Klio
- Discipline: Classics
- Language: English
- Edited by: Christian Mann

Publication details
- Former name(s): Beiträge zur alten Geschichte
- History: 1901–present
- Publisher: Walter de Gruyter
- Frequency: Biannually

Standard abbreviations
- ISO 4: Klio

Indexing
- ISSN: 2192-7669

Links
- Journal homepage;

= Klio (journal) =

Klio: Beiträge zur alten Geschichte is a biannual peer-reviewed academic journal covering ancient history, focussing on the history of Ancient Greece and Rome from the archaic period to Late Antiquity, as well as relationships with the Ancient Near East. Areas covered also include epigraphy, papyrology, archaeology and numismatics. The journal is published by Walter de Gruyter and articles are in English, French, German, Italian, or Spanish.

== History ==
The journal was established in 1901 as Beiträge zur alten Geschichte (English: Contributions to Ancient History). Since the 6th issue, it has been named Klio, after Clio, the muse of historiography. The first editor-in-chief was Carl F. Lehmann; in 1903 he was joined by Ernst Kornemann. The journal was published by Leipziger Dieterich-Verlag until 1944. After a first continuously numbered series of the journal from 1901 to 1923, a "New Series" was begun in 1925, which restarted at number one and came to an end with number 18 in 1944. In 1959, the first volume of a renewed series was published by Akademie Verlag (East Germany) as number 37 (as if the two previous series had been continuously numbered), although the journal Historia had been founded in 1950 in West Germany as a replacement. A third "major" journal, Chiron appeared from 1971. However, the importance of the pre-war series ensured that the full set was reprinted at the beginning of the 1960s, although not in the same format or at the same quality as the original publication.

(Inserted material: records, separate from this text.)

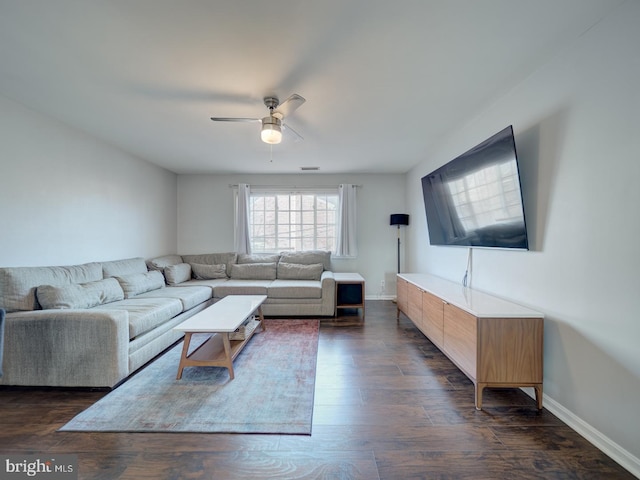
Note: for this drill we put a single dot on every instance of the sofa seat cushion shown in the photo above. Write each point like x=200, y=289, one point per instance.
x=242, y=287
x=295, y=289
x=190, y=297
x=145, y=313
x=210, y=283
x=18, y=284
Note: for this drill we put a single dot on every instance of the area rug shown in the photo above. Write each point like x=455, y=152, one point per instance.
x=272, y=391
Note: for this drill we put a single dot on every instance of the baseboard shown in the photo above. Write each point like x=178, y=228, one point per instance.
x=380, y=297
x=610, y=448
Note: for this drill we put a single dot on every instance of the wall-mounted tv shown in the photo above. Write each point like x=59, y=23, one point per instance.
x=475, y=200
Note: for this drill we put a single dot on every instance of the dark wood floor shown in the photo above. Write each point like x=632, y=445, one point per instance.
x=388, y=405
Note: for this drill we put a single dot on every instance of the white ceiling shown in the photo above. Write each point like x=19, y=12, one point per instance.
x=383, y=79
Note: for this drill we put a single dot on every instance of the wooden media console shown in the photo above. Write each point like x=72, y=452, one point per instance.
x=494, y=342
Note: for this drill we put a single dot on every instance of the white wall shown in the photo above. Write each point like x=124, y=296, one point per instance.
x=67, y=198
x=578, y=135
x=205, y=219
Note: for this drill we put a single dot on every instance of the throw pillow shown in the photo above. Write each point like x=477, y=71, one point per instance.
x=175, y=274
x=297, y=271
x=254, y=271
x=206, y=272
x=79, y=295
x=137, y=283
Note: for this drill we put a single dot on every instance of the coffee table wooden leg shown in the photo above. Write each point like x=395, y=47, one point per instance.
x=183, y=357
x=227, y=352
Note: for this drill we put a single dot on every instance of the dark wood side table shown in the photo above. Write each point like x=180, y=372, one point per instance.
x=349, y=291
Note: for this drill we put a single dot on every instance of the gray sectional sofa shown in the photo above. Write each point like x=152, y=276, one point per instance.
x=94, y=324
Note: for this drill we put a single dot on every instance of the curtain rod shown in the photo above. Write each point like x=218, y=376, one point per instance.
x=291, y=186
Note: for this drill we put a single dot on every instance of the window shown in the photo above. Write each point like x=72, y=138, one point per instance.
x=292, y=221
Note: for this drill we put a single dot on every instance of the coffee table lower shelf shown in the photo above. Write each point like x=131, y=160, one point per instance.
x=217, y=351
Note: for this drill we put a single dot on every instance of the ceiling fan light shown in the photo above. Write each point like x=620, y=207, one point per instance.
x=271, y=130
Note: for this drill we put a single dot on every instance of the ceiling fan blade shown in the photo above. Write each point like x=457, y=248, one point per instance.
x=234, y=119
x=291, y=132
x=287, y=107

Until 1992, Klio was edited by the government-controlled Zentralinstitut für Alte Geschichte und Archäologie. However, it also published works of Western historians and sometimes included Russian language contributions. Important articles appeared in Klio even after 1959, but the publications of East German scholars at this time were not always up to date or at the level of international research, as a result of the shortage of money and the enforcement of the state's ideological views.

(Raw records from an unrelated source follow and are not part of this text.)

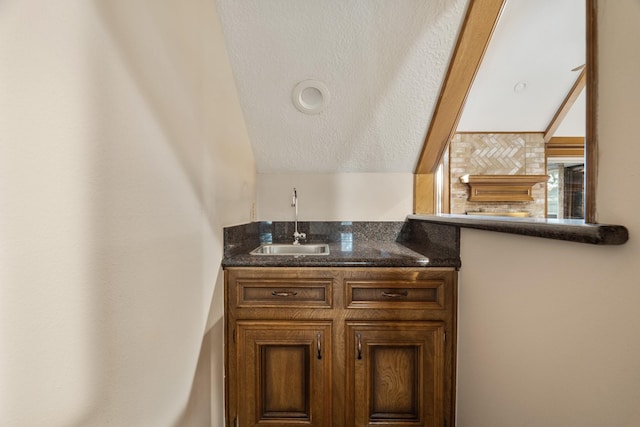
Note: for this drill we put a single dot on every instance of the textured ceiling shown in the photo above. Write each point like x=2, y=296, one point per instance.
x=537, y=43
x=382, y=61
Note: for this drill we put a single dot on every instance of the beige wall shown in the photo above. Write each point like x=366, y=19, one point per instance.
x=548, y=331
x=336, y=197
x=123, y=153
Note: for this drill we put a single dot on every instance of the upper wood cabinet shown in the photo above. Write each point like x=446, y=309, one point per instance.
x=340, y=347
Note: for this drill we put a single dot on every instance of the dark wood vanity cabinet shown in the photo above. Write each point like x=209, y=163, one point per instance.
x=343, y=347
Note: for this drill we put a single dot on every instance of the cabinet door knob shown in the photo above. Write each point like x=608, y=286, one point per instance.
x=284, y=293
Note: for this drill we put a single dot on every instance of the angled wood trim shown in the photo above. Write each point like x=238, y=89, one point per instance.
x=591, y=141
x=566, y=105
x=478, y=26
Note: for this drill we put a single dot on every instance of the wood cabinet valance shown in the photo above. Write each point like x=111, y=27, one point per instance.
x=502, y=188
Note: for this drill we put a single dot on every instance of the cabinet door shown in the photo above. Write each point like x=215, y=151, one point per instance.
x=283, y=373
x=395, y=373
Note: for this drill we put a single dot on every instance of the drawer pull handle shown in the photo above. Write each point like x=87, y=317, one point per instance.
x=401, y=294
x=284, y=293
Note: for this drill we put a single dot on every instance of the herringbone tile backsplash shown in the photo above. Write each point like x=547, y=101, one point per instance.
x=496, y=154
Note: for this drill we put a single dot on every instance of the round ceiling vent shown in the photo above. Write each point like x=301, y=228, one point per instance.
x=310, y=96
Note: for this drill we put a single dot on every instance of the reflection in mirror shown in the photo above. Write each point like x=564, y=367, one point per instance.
x=525, y=113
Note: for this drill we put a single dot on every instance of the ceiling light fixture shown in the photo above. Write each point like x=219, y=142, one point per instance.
x=310, y=96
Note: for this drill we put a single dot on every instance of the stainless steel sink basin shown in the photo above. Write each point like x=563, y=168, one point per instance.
x=291, y=249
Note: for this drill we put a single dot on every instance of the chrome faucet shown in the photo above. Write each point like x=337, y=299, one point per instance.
x=296, y=235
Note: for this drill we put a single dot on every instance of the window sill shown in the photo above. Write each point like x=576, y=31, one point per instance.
x=558, y=229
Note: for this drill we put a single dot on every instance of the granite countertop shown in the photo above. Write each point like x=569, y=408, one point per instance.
x=361, y=244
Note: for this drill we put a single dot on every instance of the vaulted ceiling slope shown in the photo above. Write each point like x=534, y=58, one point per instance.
x=530, y=66
x=382, y=61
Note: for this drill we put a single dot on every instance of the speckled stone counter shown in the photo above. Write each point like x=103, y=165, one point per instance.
x=570, y=230
x=361, y=244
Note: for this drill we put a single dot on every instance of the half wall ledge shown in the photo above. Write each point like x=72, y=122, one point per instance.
x=570, y=230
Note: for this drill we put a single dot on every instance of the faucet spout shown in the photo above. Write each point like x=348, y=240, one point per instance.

In 1993 the journal received a new editorial board. The current editors are Manfred Clauss (Frankfurt am Main), Hans-Joachim Gehrke (Freiburg/Berlin), Peter Funke (Münster) and Christian Mann (Mannheim).

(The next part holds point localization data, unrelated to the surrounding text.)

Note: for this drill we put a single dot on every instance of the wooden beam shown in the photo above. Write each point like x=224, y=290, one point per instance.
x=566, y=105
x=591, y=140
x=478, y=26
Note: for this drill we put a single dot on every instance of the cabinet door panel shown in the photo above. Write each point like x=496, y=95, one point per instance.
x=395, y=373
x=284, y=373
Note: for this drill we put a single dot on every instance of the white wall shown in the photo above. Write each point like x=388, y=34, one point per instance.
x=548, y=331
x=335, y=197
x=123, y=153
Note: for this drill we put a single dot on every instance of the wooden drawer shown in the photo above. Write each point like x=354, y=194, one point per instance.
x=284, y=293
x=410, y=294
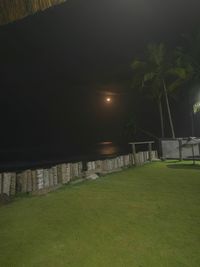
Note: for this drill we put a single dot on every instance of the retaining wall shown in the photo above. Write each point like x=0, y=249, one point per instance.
x=45, y=180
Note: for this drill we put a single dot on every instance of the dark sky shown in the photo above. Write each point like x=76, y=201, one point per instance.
x=56, y=67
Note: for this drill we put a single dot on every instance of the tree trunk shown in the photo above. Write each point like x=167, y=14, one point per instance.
x=168, y=110
x=161, y=118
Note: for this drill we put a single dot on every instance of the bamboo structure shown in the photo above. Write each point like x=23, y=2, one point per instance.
x=11, y=10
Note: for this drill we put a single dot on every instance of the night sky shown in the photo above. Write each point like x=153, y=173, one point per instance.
x=57, y=67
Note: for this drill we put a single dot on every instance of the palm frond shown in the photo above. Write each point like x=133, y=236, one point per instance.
x=11, y=10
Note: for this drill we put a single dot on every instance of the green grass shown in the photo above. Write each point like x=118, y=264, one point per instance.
x=141, y=217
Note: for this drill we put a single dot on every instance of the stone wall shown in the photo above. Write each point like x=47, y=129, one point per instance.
x=48, y=179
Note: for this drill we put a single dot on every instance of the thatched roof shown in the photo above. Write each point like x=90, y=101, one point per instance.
x=11, y=10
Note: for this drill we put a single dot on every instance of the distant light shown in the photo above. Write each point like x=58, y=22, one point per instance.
x=196, y=107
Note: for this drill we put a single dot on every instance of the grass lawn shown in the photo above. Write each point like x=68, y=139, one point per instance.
x=142, y=217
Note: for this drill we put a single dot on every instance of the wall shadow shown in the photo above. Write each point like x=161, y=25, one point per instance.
x=184, y=166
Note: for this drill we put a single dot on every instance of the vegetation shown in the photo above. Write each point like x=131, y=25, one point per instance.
x=159, y=75
x=144, y=216
x=11, y=10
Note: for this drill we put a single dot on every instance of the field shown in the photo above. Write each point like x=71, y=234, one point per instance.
x=141, y=217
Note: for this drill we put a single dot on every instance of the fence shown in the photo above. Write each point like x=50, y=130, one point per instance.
x=45, y=180
x=174, y=149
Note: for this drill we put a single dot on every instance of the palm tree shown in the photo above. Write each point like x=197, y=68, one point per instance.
x=160, y=76
x=11, y=10
x=188, y=58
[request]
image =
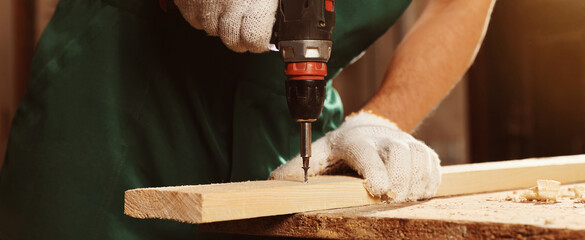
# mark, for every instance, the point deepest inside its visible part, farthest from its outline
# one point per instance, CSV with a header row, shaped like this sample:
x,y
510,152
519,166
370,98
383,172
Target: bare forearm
x,y
431,59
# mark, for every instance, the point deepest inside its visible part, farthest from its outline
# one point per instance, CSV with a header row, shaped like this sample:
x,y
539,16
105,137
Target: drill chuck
x,y
305,89
303,32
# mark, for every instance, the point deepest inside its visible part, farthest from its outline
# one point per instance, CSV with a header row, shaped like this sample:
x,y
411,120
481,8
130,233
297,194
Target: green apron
x,y
124,96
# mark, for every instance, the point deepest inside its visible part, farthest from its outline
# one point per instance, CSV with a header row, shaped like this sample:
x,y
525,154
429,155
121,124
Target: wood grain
x,y
480,216
220,202
231,201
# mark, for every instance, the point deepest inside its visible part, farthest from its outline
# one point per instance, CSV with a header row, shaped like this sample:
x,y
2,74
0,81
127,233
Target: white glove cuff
x,y
369,118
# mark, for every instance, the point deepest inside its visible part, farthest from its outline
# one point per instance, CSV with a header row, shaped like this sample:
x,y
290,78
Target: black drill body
x,y
303,33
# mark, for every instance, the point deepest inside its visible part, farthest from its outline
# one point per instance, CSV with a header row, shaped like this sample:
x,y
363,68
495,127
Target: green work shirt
x,y
123,96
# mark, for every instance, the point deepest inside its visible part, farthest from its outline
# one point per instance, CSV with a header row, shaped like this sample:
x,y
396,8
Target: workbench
x,y
470,203
482,216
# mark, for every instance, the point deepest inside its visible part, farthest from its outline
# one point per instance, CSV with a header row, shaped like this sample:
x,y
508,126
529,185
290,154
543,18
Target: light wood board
x,y
479,216
231,201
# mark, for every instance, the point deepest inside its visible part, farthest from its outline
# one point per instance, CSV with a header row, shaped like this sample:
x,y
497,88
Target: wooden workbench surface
x,y
477,216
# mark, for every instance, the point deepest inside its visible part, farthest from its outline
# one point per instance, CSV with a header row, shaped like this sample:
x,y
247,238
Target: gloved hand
x,y
394,164
242,25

From 1903 until 1944 and again since 1999 (in a Neuen Folge - new series) the journal has published Klio-Beihefte (Klio Supplements), consisting of monographs, mostly published doctoral theses.

== Editors ==

The following persons have been editors-in-chief:
- Carl F. Lehmann-Haupt (co-founder and first editor)
- Ernst Kornemann (1903-1927)
- Gert Audring (1988-1991)
- Hans-Joachim Gehrke (since 1993)
- Manfred Clauss (since 1993)
- Peter Funke (since 2011)
- Christian Mann (since 2018)

== Abstracting and indexing ==
The journal is abstracted and indexed in Scopus.